Caide was struck then, with a clear understanding of his situation. His jaw had gone numb from losing way too much blood. He was beginning to grow tired and dizzy. He wouldn’t make it much longer and his only chance to help Rachael was to get this car to stop. He unbuckled his seatbelt, gripping the door handle firmly. He slowly pulled it, dragging it backwards and turning on the inside light.
“Shut that door,” the woman screamed, lunging toward Caide and nearly running off the road. She leaned all the way over, her hand holding his door shut.
“Watch what you’re doing,” he yelled, trying to grab the steering wheel from her. They were a tangled mess, all tied together when she let go of his door. It was almost slow motion, she kissed his bleeding cheek and then stepped on the gas, shoving his hand away. Tears streamed down her face as Caide began to scream.
***
Rachael
The car sped up, driving to get away from Rachael but she remained close, screaming with each swerve they made. She wiped the tears clouding her vision, trying to remain focused. She saw them swerve once, then twice, then speed up again and Rachael knew what was going to happen. She watched helplessly as the silver SUV sped around a curve: the brake lights never came on and the wheels never turned.
Rachael watched the car crash into the trees. Her screams were drowned out by the sickening, metallic crunch of metal on wood. It was so sudden, so definite. Smoke rolled out of the engine.
Maybe they’re dead. That was her first thought. Did that make her a bad person? To wonder, even hope for a brief second that they were dead? That all of the madness was finally over? She climbed out of her own car before it was even at a full stop. She fell to the ground, feeling the icy grass chill her fingers. She crawled toward the car, her cries sounded as if they were coming from so far away. She smelled the burnt rubber. The headlights blinded her as she made her way around to the front of the vehicle. Caide was on the hood of the SUV, halfway through the windshield. In the dark, she could only make out dark shadows on his face, which she knew would be blood in the daylight. The twin’s head rested on the steering
wheel. Rachael didn’t approach the car any closer. She held her queasy stomach together and breathed. She wasn’t sure how long she’d been standing there, frozen in place, when she finally saw the police lights. They came for her, like she knew they would.
She remained still as a young cop got out of his cruiser, followed by more, their guns raised. She was silent as they slapped the cuffs on her, leading her to the squad car.

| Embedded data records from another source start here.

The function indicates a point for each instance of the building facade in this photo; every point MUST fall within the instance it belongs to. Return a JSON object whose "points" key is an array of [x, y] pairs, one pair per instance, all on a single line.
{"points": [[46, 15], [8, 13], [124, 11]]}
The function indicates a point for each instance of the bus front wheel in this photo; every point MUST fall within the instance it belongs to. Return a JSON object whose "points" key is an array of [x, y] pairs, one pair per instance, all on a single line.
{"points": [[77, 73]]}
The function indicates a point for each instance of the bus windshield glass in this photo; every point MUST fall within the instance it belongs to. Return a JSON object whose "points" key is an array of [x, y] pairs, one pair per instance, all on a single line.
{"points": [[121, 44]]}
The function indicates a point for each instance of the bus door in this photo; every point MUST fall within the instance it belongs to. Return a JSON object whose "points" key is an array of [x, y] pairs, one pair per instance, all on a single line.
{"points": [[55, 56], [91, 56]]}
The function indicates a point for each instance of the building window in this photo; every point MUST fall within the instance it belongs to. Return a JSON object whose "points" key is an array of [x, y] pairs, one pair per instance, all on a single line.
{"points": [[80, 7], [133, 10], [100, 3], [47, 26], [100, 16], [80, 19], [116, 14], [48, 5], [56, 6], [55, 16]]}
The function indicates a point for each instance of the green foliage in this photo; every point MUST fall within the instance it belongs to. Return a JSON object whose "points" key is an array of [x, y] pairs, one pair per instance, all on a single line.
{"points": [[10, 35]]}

She watched as they called for backup, staring at the bodies. She rested her head on the cool window as they drove her away. She couldn’t cry anymore. She was done. All cried out.
Chapter Sixty-Two
Hampton
Hampton walked to the table in the center of an almost empty room where Rachael sat waiting. She didn’t make eye contact with him, her eyes hollow and glazed over. She was pale, empty.

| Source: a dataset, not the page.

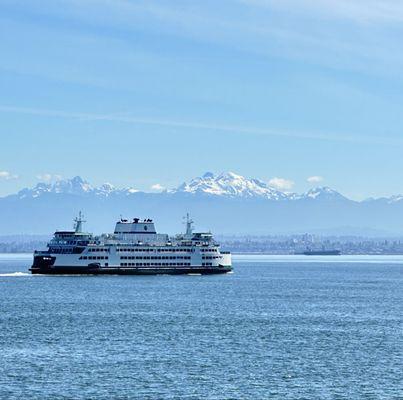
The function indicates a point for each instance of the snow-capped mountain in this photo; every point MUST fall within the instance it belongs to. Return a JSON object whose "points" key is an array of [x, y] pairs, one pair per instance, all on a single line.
{"points": [[231, 185], [321, 193], [74, 186], [225, 203]]}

“Rachael?” He sat down slowly.
She looked at him, though it was like she was staring straight through him.
“How are you?”
She remained silent, her face emotionless.
“I talked to Brinley and Davis. They’re doing fine. They really like the family they’re staying with. We were very lucky that they managed to stay together.”
Nothing.
“I hope you know how hard I tried to find someone to keep them. A relative, a friend.” He faked a laugh. “I even asked about me keeping them for a while. They wouldn’t allow it. We’re not on the best terms with the government right now.”
Silence. More staring at nothing at all.
“And Shayna, well we’re working on getting her charges dropped. She’s not in jail though, so that’s good.”
Stares.
“She doesn’t blame you. None of us do.”
Nada.
“Caide’s doing better too. They’ve been able to keep him awake for longer lately. He’s still got a way to go, but he’s getting there.”
She began picking at a piece of skin on the side of her finger.
“Look, I know you’re mad, okay? I get it. But your trial is today. We’ve got to prepare. You have to talk to me.”